"Was verstehen wir eigentlich unter einem Macho?" diese Frage eröffnete die Diskussion, die das Familienzentrum Kandel am 16. März 1994
zum Thema "Werden unsere Söhne Machos?" veranstaltete.
Die Interpretationen der Teilnehmer/innen gingen weit auseinander:
Sie reichten vom verwöhnten Jungen, der sich gedankenlos bedienen läßt, über den, der die Frau(en) bewußt ausnutzt, bis zum Mann, der die Frauen verachtet.
Der letztere wurde dann Gegenstand der weiteren Diskussion.
Über die Entwicklung der Geschlechterrolle in der Kindheit berichtete der Landauer Psychologe Hans Maurer. Während die Töchter ein Modell für ihre spätere Weiblichkeit ständig um sich haben, fehle den Jungen oft ihr Vorbild.
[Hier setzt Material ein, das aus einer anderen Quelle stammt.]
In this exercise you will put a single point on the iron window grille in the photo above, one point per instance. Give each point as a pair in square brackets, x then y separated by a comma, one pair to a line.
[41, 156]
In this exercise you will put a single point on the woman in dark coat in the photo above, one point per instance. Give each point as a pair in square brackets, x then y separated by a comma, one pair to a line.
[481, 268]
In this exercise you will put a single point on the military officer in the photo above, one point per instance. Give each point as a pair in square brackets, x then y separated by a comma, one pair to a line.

Wenn der Vater fehle (Berufstätigkeit, Alleinerziehende),können die Söhne Männlichkeit nur als "nicht weiblich" verstehen lernen, ihre Männlichkeit nur durch Abgrenzung und Ablehnung weiblicher Eigenschaften entwickeln. Das Fehlen eines positiven Vorbilds erzeuge Unsicherheit, die oft durch Herabsetzung der Frauen kompensiert würde. Nur selbstsichere Menschen können andere als gleichwertig ansehen.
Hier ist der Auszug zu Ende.